After this point, depending on your actual method of trading, you will then proceed to speculate about the price movement of the pair. If you make a correct “prediction” and the price goes in your chosen direction, you make a profit, whereas if the opposite happens, you make losses accordingly. Additionally, the most important fact to underline here is that using leverage poses some serious risk. Just like it increases the possible profits that you can make, so does it increase possible losses. Essentially, you could say that it’s a double-edged sword, and as such, caution needs to be exercised.


A forex trading strategy is a set of analyses that a forex day trader uses to determine whether to buy or sell a currency pair. Factors likeinterest rates, trade flows, tourism, economic strength, andgeopolitical risk affect the supply and demand for currencies, creating daily volatility in the forex markets. An opportunity exists to profit from changes that may increase or reduce one currency’s value compared to another.
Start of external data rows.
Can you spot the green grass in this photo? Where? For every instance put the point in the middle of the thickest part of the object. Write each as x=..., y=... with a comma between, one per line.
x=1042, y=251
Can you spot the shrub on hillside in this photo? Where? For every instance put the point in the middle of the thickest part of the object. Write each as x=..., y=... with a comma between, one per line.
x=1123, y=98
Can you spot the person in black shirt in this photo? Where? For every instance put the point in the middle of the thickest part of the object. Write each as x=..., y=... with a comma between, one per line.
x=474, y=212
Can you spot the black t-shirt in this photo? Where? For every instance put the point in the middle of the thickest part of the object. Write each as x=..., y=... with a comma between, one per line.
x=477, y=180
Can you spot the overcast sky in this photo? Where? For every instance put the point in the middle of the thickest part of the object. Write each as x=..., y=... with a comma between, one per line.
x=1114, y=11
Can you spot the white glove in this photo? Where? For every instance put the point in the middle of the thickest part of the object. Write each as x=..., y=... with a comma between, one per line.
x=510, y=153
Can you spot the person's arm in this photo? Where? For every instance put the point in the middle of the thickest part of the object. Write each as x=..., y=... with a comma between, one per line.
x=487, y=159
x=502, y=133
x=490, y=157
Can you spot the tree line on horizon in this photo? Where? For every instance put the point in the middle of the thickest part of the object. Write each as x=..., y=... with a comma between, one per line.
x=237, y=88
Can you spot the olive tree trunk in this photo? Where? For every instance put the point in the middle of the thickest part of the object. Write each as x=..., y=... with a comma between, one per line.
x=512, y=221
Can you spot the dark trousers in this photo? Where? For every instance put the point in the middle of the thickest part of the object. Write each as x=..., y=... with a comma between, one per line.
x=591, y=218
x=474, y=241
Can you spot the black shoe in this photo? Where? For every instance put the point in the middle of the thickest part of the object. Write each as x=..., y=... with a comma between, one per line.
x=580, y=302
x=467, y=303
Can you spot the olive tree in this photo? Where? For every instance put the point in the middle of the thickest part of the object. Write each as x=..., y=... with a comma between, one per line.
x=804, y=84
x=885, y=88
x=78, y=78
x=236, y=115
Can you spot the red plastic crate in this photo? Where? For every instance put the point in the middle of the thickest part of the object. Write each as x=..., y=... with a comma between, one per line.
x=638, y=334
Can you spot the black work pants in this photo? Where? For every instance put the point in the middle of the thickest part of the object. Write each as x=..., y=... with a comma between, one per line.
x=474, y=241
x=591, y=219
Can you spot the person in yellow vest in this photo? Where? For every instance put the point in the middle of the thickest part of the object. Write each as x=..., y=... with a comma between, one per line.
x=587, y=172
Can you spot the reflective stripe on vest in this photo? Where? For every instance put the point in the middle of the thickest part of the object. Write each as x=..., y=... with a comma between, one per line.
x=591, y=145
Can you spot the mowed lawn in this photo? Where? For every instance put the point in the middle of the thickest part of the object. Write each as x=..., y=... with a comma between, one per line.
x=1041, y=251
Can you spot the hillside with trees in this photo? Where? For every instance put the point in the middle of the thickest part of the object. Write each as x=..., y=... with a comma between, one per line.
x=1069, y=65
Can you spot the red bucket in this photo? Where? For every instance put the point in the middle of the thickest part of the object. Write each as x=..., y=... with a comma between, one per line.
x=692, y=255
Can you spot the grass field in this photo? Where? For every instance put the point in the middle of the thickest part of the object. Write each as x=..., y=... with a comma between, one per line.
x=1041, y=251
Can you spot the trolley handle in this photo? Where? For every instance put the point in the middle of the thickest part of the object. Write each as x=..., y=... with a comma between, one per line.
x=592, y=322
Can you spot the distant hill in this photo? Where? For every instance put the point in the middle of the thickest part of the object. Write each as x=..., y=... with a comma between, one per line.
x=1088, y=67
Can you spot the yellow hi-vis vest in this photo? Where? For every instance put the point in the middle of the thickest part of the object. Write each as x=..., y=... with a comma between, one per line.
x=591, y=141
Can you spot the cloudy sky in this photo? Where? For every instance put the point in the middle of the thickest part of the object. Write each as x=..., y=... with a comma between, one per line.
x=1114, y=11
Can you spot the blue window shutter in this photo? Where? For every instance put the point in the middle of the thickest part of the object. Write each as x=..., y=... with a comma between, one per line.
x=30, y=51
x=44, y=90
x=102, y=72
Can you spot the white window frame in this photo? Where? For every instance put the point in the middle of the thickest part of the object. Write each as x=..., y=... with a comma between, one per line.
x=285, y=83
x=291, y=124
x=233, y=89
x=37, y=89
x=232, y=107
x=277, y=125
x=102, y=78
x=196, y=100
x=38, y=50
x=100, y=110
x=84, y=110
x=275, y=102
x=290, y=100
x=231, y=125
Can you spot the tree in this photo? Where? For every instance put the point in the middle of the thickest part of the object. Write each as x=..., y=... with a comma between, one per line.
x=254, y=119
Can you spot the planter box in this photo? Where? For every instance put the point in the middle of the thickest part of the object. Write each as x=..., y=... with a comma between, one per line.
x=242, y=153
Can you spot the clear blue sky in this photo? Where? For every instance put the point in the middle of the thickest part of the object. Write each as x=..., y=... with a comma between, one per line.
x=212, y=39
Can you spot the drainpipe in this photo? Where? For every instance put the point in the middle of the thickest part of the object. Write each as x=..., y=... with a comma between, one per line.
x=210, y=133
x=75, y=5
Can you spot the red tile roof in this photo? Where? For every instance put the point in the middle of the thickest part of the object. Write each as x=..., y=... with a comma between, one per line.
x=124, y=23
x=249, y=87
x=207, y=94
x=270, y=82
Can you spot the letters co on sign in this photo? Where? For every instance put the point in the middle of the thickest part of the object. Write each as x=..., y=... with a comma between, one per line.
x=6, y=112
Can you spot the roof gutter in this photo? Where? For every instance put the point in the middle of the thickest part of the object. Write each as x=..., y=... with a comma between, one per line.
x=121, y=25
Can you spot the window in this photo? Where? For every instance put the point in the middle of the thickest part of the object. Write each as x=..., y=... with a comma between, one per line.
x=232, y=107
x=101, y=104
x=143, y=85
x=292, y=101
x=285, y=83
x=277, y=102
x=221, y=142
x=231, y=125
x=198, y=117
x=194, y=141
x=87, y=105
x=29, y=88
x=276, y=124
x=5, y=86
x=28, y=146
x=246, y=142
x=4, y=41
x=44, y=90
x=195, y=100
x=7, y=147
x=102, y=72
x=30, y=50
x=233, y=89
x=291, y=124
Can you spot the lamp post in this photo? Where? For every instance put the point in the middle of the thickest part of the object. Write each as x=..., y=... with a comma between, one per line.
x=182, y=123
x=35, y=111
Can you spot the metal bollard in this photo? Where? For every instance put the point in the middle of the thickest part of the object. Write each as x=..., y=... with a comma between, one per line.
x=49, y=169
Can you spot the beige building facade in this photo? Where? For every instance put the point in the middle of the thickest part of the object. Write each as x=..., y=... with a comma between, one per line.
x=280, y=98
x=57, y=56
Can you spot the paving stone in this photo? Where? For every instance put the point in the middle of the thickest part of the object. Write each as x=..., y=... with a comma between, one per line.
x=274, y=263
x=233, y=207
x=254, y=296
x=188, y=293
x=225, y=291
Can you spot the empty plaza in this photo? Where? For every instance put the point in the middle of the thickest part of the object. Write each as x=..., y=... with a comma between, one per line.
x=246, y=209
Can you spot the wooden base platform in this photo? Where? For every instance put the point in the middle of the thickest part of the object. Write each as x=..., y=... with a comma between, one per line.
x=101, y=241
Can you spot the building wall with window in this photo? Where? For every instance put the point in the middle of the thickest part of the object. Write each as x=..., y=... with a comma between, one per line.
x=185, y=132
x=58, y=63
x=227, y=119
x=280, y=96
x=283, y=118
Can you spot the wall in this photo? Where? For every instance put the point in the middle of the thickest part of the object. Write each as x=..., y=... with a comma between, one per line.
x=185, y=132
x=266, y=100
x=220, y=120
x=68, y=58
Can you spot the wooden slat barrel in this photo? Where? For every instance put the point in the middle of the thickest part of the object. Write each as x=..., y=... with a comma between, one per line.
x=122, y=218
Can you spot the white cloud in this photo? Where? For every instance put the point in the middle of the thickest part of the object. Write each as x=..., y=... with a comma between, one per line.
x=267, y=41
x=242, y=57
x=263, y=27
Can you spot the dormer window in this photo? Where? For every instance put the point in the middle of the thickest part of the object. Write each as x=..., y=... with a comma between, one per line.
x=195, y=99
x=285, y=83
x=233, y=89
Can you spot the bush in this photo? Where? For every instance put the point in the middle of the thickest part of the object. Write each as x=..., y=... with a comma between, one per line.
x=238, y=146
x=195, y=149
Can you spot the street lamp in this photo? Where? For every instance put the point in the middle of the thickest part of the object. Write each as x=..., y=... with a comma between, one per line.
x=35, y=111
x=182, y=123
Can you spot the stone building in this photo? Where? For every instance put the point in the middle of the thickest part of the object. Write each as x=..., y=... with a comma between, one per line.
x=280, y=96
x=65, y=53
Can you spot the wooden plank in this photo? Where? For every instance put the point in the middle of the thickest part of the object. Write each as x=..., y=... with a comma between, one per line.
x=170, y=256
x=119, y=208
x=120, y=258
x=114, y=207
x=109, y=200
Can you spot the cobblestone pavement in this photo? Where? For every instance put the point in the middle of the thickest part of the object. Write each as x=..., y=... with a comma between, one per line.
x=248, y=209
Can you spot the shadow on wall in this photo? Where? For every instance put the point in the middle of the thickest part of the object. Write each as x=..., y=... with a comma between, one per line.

Forex markets exist as spot markets as well as derivatives markets, offering forwards, futures, options, and currency swaps. In essence, the strength of a currency reflects the demand for the products of the particular country and is a measure of its economic strength or weakness. However, simple as the law of supply and demand may seem, the factors that influence the balance between the two are more complicated and requires a bit of effort to understand and appreciate.